El ministro de Economía explicó que el arribo de un barco con vehículos importados apunta a aumentar la oferta, generar mayor competencia y contribuir a una baja de precios en el sector automotor.

El ministro de Economía, Luis Caputo, se refirió al impacto que tendrá en el mercado local la llegada de un barco con 5.000 autos chinos a la Argentina y sostuvo que la medida busca normalizar la oferta y fomentar la competencia en un segmento que viene de años de restricciones.

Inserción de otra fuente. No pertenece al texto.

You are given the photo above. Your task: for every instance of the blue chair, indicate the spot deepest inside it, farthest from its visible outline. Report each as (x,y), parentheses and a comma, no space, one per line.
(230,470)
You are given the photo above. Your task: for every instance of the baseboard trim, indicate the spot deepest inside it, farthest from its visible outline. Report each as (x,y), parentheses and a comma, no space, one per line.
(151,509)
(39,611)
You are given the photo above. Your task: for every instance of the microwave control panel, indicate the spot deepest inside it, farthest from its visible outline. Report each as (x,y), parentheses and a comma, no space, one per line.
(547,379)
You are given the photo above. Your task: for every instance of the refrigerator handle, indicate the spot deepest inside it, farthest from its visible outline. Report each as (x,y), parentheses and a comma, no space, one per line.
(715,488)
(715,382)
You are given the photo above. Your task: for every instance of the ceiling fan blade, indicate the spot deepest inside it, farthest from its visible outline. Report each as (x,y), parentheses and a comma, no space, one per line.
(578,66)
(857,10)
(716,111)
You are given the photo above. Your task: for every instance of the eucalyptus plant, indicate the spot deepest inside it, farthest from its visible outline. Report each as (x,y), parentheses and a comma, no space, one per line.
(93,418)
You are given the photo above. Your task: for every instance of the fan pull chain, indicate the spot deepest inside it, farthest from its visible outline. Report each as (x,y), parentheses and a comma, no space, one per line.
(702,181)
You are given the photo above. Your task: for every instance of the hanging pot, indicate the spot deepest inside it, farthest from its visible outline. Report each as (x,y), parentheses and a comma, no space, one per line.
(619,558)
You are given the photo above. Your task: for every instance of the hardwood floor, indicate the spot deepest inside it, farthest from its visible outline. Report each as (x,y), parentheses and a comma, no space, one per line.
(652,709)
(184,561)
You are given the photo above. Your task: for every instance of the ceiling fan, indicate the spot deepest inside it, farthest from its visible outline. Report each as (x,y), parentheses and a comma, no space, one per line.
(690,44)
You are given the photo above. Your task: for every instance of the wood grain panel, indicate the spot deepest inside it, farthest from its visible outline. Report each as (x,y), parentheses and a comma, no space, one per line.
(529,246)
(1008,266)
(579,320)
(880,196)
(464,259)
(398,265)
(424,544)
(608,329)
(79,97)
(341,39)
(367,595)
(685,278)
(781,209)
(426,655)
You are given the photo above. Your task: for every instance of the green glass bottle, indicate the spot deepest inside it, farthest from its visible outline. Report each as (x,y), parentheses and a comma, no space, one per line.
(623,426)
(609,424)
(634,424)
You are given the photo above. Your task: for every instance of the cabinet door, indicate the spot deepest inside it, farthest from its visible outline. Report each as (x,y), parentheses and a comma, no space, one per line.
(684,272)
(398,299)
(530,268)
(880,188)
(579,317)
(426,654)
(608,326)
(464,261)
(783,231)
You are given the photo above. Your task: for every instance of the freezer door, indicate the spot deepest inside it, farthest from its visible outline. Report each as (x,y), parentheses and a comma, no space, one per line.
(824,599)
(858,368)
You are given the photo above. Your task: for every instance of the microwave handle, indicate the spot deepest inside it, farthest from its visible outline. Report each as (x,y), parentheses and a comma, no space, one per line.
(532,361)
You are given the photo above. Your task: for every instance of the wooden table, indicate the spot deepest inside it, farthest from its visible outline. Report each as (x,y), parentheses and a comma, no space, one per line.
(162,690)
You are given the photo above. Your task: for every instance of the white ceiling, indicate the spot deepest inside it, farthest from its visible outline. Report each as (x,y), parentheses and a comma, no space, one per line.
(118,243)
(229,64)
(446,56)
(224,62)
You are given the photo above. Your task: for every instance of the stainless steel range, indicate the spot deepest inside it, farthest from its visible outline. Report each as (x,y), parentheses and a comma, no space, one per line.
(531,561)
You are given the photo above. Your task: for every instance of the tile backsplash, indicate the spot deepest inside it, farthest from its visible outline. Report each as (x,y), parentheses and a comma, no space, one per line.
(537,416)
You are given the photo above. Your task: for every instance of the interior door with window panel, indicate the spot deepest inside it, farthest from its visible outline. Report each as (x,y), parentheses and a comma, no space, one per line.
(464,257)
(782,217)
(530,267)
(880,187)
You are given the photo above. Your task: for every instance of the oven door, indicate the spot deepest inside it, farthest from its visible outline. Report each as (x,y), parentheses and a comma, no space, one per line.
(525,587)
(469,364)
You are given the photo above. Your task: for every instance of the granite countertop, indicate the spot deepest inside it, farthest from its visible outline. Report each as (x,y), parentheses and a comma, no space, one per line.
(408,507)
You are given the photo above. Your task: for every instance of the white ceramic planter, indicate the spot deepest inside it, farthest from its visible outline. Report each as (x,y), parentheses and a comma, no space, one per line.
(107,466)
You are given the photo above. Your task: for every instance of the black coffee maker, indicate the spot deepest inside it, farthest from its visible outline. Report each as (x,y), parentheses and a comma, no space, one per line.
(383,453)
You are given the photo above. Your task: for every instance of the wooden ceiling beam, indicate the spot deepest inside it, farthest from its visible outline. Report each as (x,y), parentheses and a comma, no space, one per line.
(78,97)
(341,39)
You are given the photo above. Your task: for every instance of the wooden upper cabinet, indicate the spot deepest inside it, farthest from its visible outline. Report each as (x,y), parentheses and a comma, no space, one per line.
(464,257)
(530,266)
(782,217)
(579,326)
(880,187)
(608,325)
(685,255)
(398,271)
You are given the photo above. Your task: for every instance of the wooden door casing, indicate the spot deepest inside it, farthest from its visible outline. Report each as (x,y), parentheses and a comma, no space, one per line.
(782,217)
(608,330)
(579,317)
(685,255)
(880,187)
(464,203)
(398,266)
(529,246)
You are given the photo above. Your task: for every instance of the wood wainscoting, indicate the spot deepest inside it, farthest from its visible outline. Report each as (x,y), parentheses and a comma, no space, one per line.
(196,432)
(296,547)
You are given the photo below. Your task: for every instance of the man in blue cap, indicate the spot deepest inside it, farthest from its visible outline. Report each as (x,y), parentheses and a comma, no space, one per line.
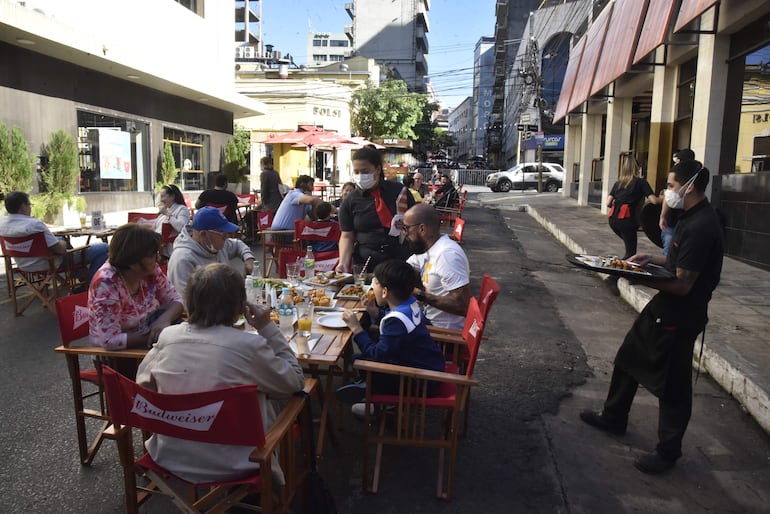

Según explicó el funcionario, el ingreso de estos vehículos permitirá ampliar el stock disponible, lo que podría traducirse en una mayor variedad de modelos y en una presión a la baja sobre los precios. En ese sentido, remarcó que uno de los objetivos centrales de la política económica es eliminar distorsiones y avanzar hacia un mercado más transparente y competitivo.

Caputo señaló que la apertura a la importación de autos forma parte de un proceso más amplio de desregulación, orientado a ordenar la economía y mejorar el funcionamiento de los mercados. También destacó que el aumento de la oferta es clave para evitar aumentos injustificados y para dar previsibilidad a los consumidores.

La llegada de los vehículos chinos se da en un contexto de cambios en el sector automotor, con expectativas de mayor competencia entre marcas y una gradual normalización del comercio exterior. Desde el Gobierno confían en que este tipo de medidas ayuden a dinamizar el mercado y a moderar los precios en uno de los rubros más sensibles para el consumo.